Der Übergang von einen im Bundeshaushalt geführten öffentlichen Dienstleistungsunternehmen, mit klaren volkswirtschaftlichen Aufgabenstellungen, in ein nach rein betriebswirtschaftlichen Grundsätzen geführtes Unternehmen, mußte zu jenen Problemen führen, mit denen wir es heute als Eisenbahner zu tun haben.

Diese Gegenreform - so muß man sie wohl oder übel bezeichnen - beschränkt sich nicht allein auf Österreich. Sie hat europäische Ausmaße. Ziele sind die weitgehende Herausnahme des Bahnwesens aus der staatlichen Regulierung und die bessere Verwertbarkeit im Sinne privater Kapitalinteressen. Diese Orientierung muß sich zwangsläufig gegen die Rechte und Interessen der Eisenbahner auswirken.

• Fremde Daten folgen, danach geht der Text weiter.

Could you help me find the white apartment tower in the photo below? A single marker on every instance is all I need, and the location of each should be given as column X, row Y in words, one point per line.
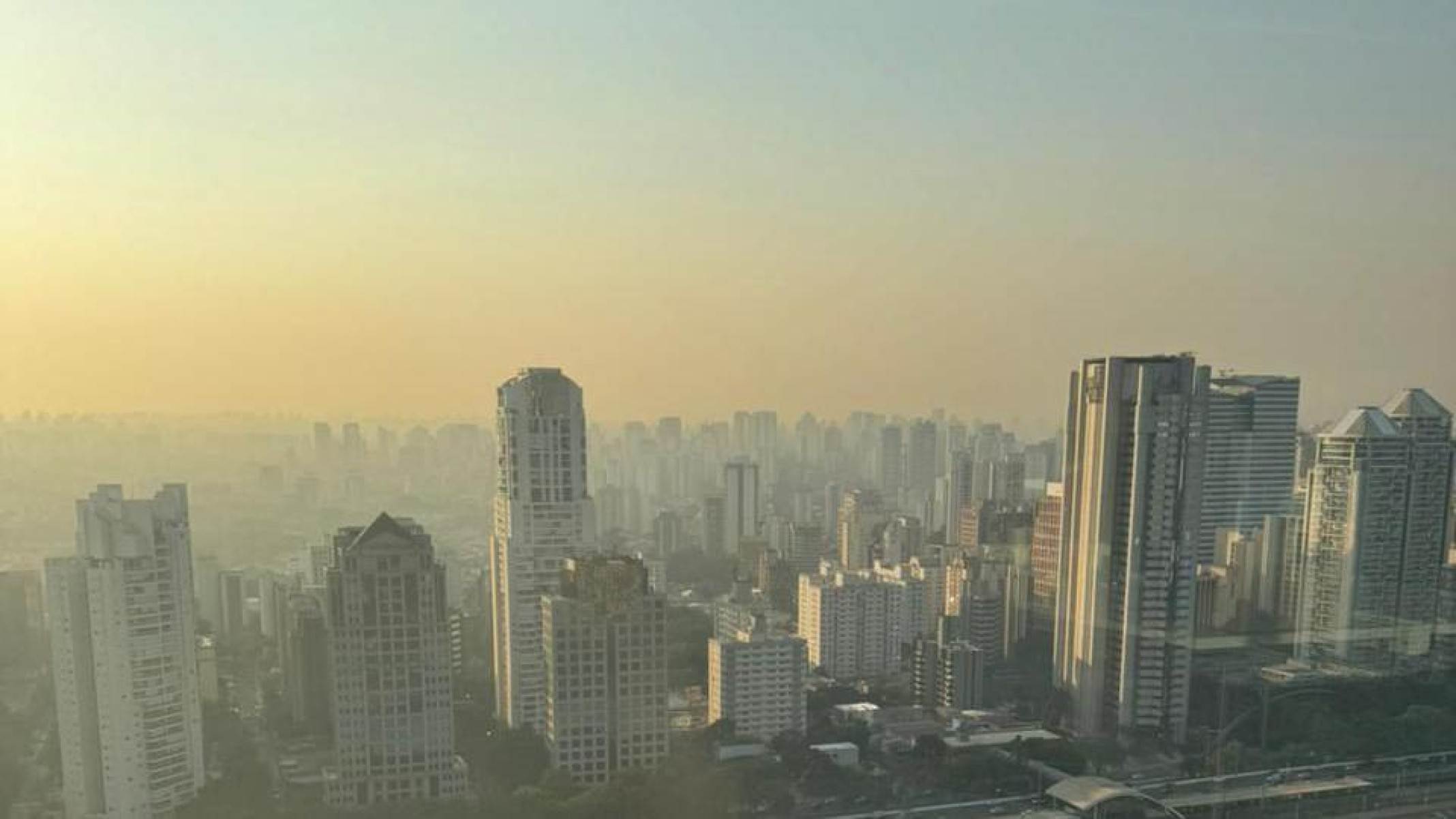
column 1376, row 516
column 853, row 623
column 740, row 503
column 543, row 515
column 1123, row 634
column 1429, row 507
column 389, row 651
column 125, row 657
column 606, row 669
column 1249, row 464
column 756, row 679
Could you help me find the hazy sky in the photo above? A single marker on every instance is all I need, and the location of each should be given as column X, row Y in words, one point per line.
column 346, row 207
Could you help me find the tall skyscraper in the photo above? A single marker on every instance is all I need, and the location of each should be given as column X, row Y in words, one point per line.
column 389, row 647
column 1046, row 556
column 1249, row 464
column 1429, row 507
column 125, row 657
column 1123, row 640
column 740, row 503
column 542, row 516
column 606, row 669
column 306, row 678
column 1375, row 524
column 958, row 493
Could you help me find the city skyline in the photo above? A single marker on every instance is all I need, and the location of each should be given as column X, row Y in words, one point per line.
column 621, row 193
column 691, row 410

Anstatt im Hinblick auf die volkswirtschaftliche Bedeutung der Bahn die Verantwortung des Staates voll aufrecht zu erhalten und den Betrieb gegen die neoliberalen Zergliederungs- und Privatisierungspläne zu schützen, überließ man die Bahn dem “freien Spiel der Kräfte”. Die Situation ist umso komplizierter und gefährlicher, als in den vergangenen Jahrzehnten notwendige Investitionen und Modernisierungen unterblieben sind und ein nicht unbeträchtlicher Schuldenberg der neuen Gesellschaft aufgeladen wurde. Anstatt eine Entschuldung, wie sie beispielsweise in der DB-AG erreicht wurde, kämpft die ÖBB mit einen Schuldenberg von heute immer noch mehr als 14 Milliarden Schilling. Die Bedienung dieser Schulden schmälert natürlich den Erfolg und engt die Spielräume bei den Investitionen ein. Gleichzeitig versucht das Management über radikalen Stellenabbau kostenseitige Entlastungen zu erzielen.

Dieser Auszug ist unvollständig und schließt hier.